At first, he was wary of taking the gig, but decided he could do it justice, “I’m reintroducing the brand for a new generation.”
He didn’t go through archives, he insisted, though some of the collection was based on his own vintage pieces. “We want to move forward,” Do said.
Still, he touched on Lang’s artistic collaborations with Jenny Holzer and others by collaborating with his friend, Vietnamese poet Ocean Vuong, on text read at the start of the show, and on the runway and T-shirts. “It’s a nod to old Helmut, the way he reached into different aspects of art, music culture, to tell the bigger story about the clothes,” Do said.
The designer played with the brand’s utilitarian DNA literally using seatbelts as stripes down the sides of tuxedo pants, belts and sashes across black blazers and high-waist trousers, and noted they have a different significance for him as an immigrant.

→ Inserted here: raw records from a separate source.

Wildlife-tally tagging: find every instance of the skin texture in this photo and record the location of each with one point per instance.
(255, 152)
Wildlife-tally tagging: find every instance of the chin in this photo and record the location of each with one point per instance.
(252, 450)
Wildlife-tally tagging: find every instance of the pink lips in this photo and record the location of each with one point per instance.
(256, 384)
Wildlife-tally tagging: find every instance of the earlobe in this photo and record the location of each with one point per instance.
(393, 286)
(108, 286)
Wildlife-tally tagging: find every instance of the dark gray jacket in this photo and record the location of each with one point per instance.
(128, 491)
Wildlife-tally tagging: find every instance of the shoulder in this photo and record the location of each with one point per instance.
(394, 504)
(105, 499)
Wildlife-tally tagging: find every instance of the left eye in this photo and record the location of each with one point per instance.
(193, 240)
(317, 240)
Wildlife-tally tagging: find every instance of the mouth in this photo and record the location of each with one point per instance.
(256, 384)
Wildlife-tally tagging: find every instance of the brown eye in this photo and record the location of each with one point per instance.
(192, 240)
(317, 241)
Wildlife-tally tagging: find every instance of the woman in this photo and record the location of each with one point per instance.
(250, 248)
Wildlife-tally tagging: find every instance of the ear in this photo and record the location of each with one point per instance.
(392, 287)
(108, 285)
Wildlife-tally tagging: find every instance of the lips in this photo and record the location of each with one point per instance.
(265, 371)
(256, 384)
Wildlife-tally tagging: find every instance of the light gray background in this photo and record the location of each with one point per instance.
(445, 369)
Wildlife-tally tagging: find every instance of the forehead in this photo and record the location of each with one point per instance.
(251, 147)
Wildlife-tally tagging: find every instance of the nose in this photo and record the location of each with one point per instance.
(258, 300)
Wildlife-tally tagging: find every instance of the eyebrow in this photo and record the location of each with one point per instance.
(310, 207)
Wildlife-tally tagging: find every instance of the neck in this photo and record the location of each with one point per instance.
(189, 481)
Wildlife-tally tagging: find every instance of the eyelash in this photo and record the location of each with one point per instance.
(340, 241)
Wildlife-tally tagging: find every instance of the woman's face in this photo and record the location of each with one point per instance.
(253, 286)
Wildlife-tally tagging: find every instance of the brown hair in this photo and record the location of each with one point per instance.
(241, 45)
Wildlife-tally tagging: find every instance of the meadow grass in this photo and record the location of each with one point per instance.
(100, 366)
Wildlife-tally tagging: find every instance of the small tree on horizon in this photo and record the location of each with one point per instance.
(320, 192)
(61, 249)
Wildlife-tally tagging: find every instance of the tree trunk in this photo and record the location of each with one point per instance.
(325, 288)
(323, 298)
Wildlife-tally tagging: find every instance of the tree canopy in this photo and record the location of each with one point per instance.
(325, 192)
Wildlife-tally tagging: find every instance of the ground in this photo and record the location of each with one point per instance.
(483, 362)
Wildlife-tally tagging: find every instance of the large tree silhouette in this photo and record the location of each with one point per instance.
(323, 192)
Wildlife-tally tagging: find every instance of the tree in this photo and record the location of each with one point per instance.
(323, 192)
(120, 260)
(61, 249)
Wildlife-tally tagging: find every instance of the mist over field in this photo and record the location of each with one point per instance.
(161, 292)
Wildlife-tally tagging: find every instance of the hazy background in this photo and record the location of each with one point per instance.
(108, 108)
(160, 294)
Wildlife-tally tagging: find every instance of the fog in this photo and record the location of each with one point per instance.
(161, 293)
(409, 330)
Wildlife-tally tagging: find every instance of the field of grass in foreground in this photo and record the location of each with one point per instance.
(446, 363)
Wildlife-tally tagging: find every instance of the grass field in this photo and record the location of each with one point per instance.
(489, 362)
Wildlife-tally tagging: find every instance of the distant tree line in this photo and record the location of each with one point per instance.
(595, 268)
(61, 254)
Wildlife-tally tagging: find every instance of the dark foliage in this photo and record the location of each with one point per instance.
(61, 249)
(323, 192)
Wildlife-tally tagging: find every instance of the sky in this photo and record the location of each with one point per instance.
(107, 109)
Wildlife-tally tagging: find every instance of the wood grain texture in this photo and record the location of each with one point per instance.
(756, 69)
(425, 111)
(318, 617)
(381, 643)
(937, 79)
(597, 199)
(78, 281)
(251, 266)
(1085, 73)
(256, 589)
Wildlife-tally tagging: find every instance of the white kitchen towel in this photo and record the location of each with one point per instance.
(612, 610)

“My first experience of luxury was when I first moved to Philadelphia when I was 14 and my dad and my mom had two cars. To come from Vietnam where we bike and walk and take the train everywhere, it felt really free to have something so functional at your fingertips where you can just drive anywhere you want. I really love that kind of freedom.” (The text on T-shirts — “Your car was my first room; our clothes on the floor like stepped-on flowers” — spoke to a sexual freedom, too.)
The suiting (which will be priced under $1,000) was solid, including Thurman’s three-button black vest with slightly padded shoulders, and high waist-trousers, worn with a black anorak sliding off the shoulders. Black organza suiting also looked versatile and comfortable.
“We really wanted to work on the foundational pieces, the classic men’s blazer, women’s blazer, the raw denim, the shirt,” Do said. “l want this to be functional accessible luxury where you can go to the store and buy a suit and it doesn’t break your mortgage.”
Helmut Lang taxi ad prints were deliciously retro in the era of rideshare, while draped, color-blocked jersey pieces and a bubble hem leather dress were easy and fun for a night out. (At $1,895, the dress is the most expensive piece in the collection.)
Do wanted to establish the building blocks first, and it could be that later collections have more experimentation. But for now, he has a fan club at the ready to buy into the new Helmut, and Fast Retailing is going to sell a lot of jeans.
Meanwhile, Do is bringing his namesake, luxury line to Paris to show on the runway there.
“Peter Do speaks to a European sensibility, so Paris feels like the right place for me to be,” he said. “It will be even more considered, sensitive and specific. The past few years, we were trying to go so big and launching so many things, this is my time to consider what do I want PD to be, and I want it to feel new and different.”